Live Host Enumration

• Nmap can discover live hosts in three ways:

  • Local Network (Ethernet): When a privileged user scans targets on a local network, Nmap uses ARP requests.

  • Outside the Local Network (Privileged User): When a privileged user scans targets outside the local network, Nmap uses:

    • ICMP echo requests

    • TCP ACK (acknowledge) packets to port 80

    • TCP SYN (synchronize) packets to port 443

    • ICMP timestamp requests

  • Outside the Local Network (Unprivileged User): When an unprivileged user scans targets outside the local network, Nmap resorts to a TCP three-way handshake by sending SYN packets to ports 80 and 443.

• The command nmap -sn <Targets> is used to scan for live hosts without performing port scans.

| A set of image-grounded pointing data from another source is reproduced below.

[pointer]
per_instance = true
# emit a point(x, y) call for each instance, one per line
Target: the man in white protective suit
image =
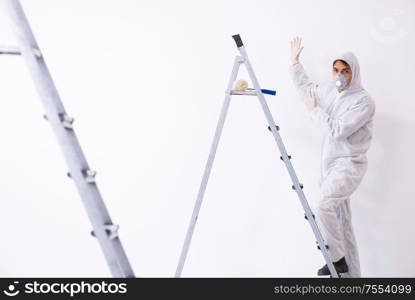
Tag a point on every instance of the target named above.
point(344, 111)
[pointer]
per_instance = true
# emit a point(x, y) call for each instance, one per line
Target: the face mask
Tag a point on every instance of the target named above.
point(340, 81)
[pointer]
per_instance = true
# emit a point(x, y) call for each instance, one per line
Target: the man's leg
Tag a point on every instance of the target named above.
point(352, 253)
point(330, 226)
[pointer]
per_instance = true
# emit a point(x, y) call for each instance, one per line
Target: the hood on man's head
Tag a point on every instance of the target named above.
point(352, 61)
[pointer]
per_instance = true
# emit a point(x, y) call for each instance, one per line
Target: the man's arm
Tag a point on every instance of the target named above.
point(302, 82)
point(354, 118)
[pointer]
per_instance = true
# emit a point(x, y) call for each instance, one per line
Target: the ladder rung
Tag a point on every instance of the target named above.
point(111, 230)
point(301, 186)
point(276, 126)
point(246, 93)
point(89, 175)
point(66, 120)
point(305, 216)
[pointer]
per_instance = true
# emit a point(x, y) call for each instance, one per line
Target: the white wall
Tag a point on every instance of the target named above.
point(145, 82)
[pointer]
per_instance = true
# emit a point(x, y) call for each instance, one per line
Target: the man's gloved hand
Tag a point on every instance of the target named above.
point(296, 50)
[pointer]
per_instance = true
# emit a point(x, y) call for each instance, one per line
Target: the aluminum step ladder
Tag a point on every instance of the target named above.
point(297, 186)
point(62, 124)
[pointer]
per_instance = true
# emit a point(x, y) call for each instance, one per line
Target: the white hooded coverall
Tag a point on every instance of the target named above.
point(346, 121)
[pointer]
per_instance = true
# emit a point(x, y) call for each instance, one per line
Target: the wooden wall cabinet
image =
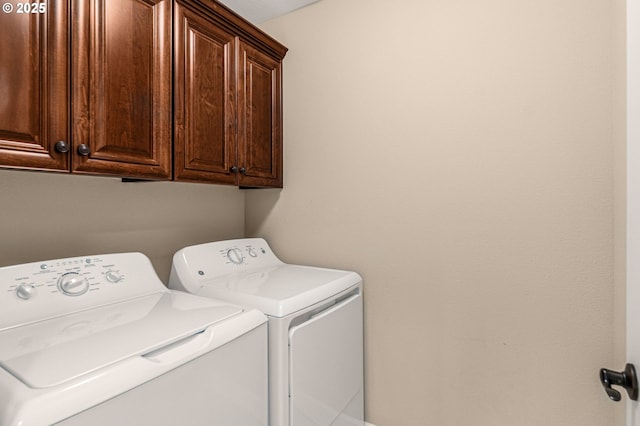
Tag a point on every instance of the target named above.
point(87, 87)
point(34, 88)
point(228, 98)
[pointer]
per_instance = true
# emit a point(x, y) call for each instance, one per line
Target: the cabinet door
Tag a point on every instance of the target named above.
point(259, 118)
point(204, 100)
point(34, 100)
point(121, 89)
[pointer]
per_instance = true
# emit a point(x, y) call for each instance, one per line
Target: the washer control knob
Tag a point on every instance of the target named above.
point(25, 291)
point(235, 256)
point(73, 284)
point(113, 276)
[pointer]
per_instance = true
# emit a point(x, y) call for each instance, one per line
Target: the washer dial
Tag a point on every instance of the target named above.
point(25, 291)
point(73, 284)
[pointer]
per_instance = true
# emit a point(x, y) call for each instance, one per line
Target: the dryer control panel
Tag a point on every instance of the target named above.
point(42, 290)
point(209, 261)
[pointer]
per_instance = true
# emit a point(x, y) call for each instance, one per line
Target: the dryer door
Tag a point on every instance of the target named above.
point(326, 367)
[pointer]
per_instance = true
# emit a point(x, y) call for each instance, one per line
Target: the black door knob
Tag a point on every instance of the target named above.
point(83, 149)
point(62, 146)
point(626, 379)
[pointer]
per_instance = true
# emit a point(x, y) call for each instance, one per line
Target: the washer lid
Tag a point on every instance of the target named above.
point(279, 290)
point(51, 352)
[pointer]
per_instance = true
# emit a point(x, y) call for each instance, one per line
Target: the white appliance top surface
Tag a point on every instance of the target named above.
point(260, 280)
point(49, 353)
point(125, 311)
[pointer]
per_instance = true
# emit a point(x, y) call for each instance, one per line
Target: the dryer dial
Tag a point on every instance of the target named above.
point(73, 284)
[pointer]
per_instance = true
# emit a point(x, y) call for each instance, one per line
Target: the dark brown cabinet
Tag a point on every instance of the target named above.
point(228, 98)
point(34, 88)
point(121, 89)
point(87, 87)
point(88, 91)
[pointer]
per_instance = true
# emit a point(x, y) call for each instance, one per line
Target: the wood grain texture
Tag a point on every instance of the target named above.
point(122, 89)
point(34, 101)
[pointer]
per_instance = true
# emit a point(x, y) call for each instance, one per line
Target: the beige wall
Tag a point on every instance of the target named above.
point(48, 216)
point(459, 155)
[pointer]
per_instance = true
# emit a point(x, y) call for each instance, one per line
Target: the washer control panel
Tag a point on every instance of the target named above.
point(41, 290)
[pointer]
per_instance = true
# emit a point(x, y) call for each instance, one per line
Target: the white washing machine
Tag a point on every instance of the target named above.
point(315, 326)
point(100, 341)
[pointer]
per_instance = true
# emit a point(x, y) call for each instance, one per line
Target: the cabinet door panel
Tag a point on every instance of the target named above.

ARP scan is possible only if you are on the same subnet as the target systems.

Port Scanning

• A server provides network services and adheres to specific network protocols. For simplicity, ports can be classified into two basic states:

  • Open: A service is listening on the port.

  • Closed: No service is listening on the port.

• Nmap defines the following six port states:

  • Open: A service is actively listening on the specified port.

  • Closed: No service is listening on the specified port, although the port is accessible (i.e., it is reachable and not blocked by a firewall or other security appliances).

  • Filtered: Nmap cannot determine if the port is open or closed because the port is not accessible. This is usually due to a firewall preventing Nmap from reaching the port or blocking the responses.

  • Unfiltered: The port is accessible, but Nmap cannot determine if it is open or closed. This state is often encountered when using an ACK scan (-sA).

  • Open|Filtered: Nmap cannot determine whether the port is open or filtered.

  • Closed|Filtered: Nmap cannot decide whether the port is closed or filtered.

Commands Cheatsheet

sudo nmap -sC -sV -O -oA <Output Directory> <IP Address> - Start with this command to enumerate the first few ports. (-sC for default scripts, -sV for version enum, -O for OS enum)

sudo nmap -sC -sV -O -p- -oA <Output Directory> <IP Address> - Scan all the ports, run this command after the initial scan because it takes a long time.

nmap --script vuln -oA <Output Directory> <IP Address> - Runs vulnerability scripts.

nmap -sU -oA <Output Directory> <IP Address> - Scan for the top UDP ports only.